A data acquisition (DAQ) system can have either a relatively slow or a relatively fast data transmission speed; it can store and display collected data locally on the main DAQ board, or it can send data to be stored and observed remotely; it can have its own ADC or just collect sampled data from an external ADC; etc. The flexible definition of a DAQ system allows many different types of systems to be classified as DAQ systems. This can make researching and comparing different systems a challenging task, and it can make research results hard to interpret.

The main reasons FPGAs are used for designing DAQ solutions is their ability to operate at very high clock frequencies with the possibility of parallel processing, in turn, enabling fast processing of acquired data. Power can be conserved on FPGAs by instantiating only hardware components that are necessary for a specific application. The potential for an increase in performance comes at the cost of a higher price, lower portability, and more complicated reprogramming when compared to microcontroller-based solutions. It is for these reasons that some FPGA-based DAQ systems are used for very specialized applications.

A DAQ system with fast processing and transfer speeds in mind has been designed in [11]. The design of a high-speed FPGA-based DAQ system consists of an ADC with a 16-bit resolution for data conversion, two smaller-sized buffers used to store the temporary data samples, and a DMA that was programmed to achieve data transfers without loss of a single data sample when transferring sampled data from the temporary buffers assigned to the ADC to the DD3 SDRAM which is used as permanent storage. On the FPGA, a soft processor core was instantiated and tasked with initiating new DMA transfers. By overcoming the problems caused by the mismatch of operating frequencies between DMA, ADC, and SDRAM, the authors achieved a maximum acquisition rate of 10 MSps. The downside of such a design is the use of on-board memory as permanent storage, which makes it harder to utilize a PC to visualize and further analyze the acquired data, thus without the possibility to analyze the data in real-time.

Designing a highly specialized FPGA-based DAQ system was the approach taken in [12]. This design presents a multichannel, high-speed DAQ system that supports acquisition for long periods of time, all of which are requirements of the Experimental Advanced Superconducting Tokamak (EAST) device [13]. In the design, four ADCs are connected to an FPGA, which is then connected to a data server through a Peripheral Component Interconnect (PCI) Express interface. This allows acquisition from multiple channels synchronously with the acquisition rate of 80 MSps (20 MSps per channel) and the precision of 12 bits, with the acquisition lasting more than 1250 s of continuous sampling. Synchronous sampling of the four ADCs was achieved by instantiating a clock configuration circuit on the FPGA, which provides four phase-shifted clock signals. To extend the maximum continuous acquisition time, the authors have implemented the Lempel-Ziv-Oberhumer (LZO) algorithm [14] on the FPGA, which allows for fast compression and decompression. By employing FPGA parallel processing mechanisms, data acquisition efficiency was not affected by compression. Even though this DAQ system was developed for a specific use case, data visualization could be improved because the paper features only a digital waveform view of the captured data in an unmentioned software tool.

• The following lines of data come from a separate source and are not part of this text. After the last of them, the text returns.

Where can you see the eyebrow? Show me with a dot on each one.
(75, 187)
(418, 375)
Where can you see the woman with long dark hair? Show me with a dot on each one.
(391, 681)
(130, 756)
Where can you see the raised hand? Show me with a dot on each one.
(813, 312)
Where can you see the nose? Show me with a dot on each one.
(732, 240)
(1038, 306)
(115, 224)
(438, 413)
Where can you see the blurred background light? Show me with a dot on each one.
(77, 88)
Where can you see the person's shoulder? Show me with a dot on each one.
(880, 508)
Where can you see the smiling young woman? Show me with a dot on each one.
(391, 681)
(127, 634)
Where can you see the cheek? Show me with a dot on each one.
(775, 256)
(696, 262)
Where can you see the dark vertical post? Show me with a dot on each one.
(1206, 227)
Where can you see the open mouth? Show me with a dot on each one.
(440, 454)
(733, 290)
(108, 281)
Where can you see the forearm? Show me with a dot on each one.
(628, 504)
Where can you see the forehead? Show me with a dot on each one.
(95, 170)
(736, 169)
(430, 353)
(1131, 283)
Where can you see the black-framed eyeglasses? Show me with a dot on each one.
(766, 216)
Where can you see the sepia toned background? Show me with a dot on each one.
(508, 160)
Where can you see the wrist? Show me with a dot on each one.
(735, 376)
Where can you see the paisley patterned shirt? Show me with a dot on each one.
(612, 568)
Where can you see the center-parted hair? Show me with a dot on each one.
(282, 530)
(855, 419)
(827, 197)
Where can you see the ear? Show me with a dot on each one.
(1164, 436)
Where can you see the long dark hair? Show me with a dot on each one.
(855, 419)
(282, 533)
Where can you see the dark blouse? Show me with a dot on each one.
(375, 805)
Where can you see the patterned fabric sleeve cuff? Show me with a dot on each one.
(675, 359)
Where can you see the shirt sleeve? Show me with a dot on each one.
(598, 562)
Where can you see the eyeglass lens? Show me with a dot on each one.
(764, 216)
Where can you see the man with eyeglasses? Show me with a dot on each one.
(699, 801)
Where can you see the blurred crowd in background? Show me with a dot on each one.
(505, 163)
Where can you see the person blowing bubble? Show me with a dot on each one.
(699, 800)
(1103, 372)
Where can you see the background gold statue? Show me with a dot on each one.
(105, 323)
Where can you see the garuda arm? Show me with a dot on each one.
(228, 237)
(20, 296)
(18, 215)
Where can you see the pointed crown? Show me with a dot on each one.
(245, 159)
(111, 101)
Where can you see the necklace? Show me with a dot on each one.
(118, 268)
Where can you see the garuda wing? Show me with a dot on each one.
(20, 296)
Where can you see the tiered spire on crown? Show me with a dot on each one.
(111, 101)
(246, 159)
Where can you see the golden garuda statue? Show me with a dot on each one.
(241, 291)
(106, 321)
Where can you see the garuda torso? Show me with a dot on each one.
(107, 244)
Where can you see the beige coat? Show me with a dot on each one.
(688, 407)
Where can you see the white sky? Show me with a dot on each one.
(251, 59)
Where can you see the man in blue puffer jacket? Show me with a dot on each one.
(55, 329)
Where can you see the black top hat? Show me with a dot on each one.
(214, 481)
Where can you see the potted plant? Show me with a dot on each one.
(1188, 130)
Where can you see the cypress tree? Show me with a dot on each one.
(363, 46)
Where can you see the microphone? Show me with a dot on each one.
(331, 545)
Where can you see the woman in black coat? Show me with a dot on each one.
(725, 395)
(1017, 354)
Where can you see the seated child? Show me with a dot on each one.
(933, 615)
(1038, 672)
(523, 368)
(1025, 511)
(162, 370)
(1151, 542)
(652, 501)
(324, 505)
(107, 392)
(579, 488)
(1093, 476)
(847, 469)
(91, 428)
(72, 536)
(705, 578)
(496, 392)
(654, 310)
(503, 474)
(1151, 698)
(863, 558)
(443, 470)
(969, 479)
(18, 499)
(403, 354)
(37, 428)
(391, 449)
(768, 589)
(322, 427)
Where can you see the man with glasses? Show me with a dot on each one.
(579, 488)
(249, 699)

A similar approach was taken in [15], a design of a DAQ system developed for Superheated Emulsion Detectors (SEDs) [16]. The paper presents a 10-channel, 12-bit resolution high-speed DAQ system with acquisition rates of 500 kSps per channel. The design features triggered acquisition and a user-programmable threshold with pre- and post-trigger adjustments. This allows the user to choose how many samples before and how many samples after the automatic or manual trigger are desired to be captured. Because of the specific application of this DAQ system, all 10 channels need to be sampled at once. Each of the 10 analog signals is connected to a signal conditioning board, followed by an ADC board, which is then connected to the main FPGA board, which features the main processor. All the 10 ADCs use the same sampling clock, and all the conversion results are read at the same time, stored in a circular buffer, and the converted values are compared with a threshold value. If the threshold value is exceeded, a configured number of samples before and after the threshold sample are collected and sent to a PC using a Universal Asynchronous Receiver/Transmitter (UART) interface [17]. The DAQ system uses a graphical user interface (GUI) designed in LabVIEW [18] to provide visualization of the collected data. Although the maximum possible acquisition rate simultaneously over all the channels is 5 MSps, UART communication technology does not allow for a higher baud rate than 921,600 bps, limiting the total system throughput when acquiring signals over longer periods of time. As soon as the internal FPGA buffers get filled, acquisition stops until all the samples are transmitted.

When a DAQ system is developed for a general-purpose application, microcontroller-based DAQ systems are generally a better choice. If needed, microcontroller-based DAQ systems are more easily adapted to a specific application thanks to easier reprogramming and changes in existing software. If a system is designed with portability in mind, it can be relatively easy to adapt the design from one microcontroller platform to another. The availability of different microcontrollers and the fact that more developers are better acquainted with microcontroller programming than FPGA programming also greatly increases the popularity of microcontroller-based DAQ systems over FPGA-based systems. Microcontrollers have grown into powerful yet complicated systems, but the utilization of an RTOS facilitates programming without wasting too much theoretical efficiency. This way, microcontrollers can even emulate the parallelism of FPGA.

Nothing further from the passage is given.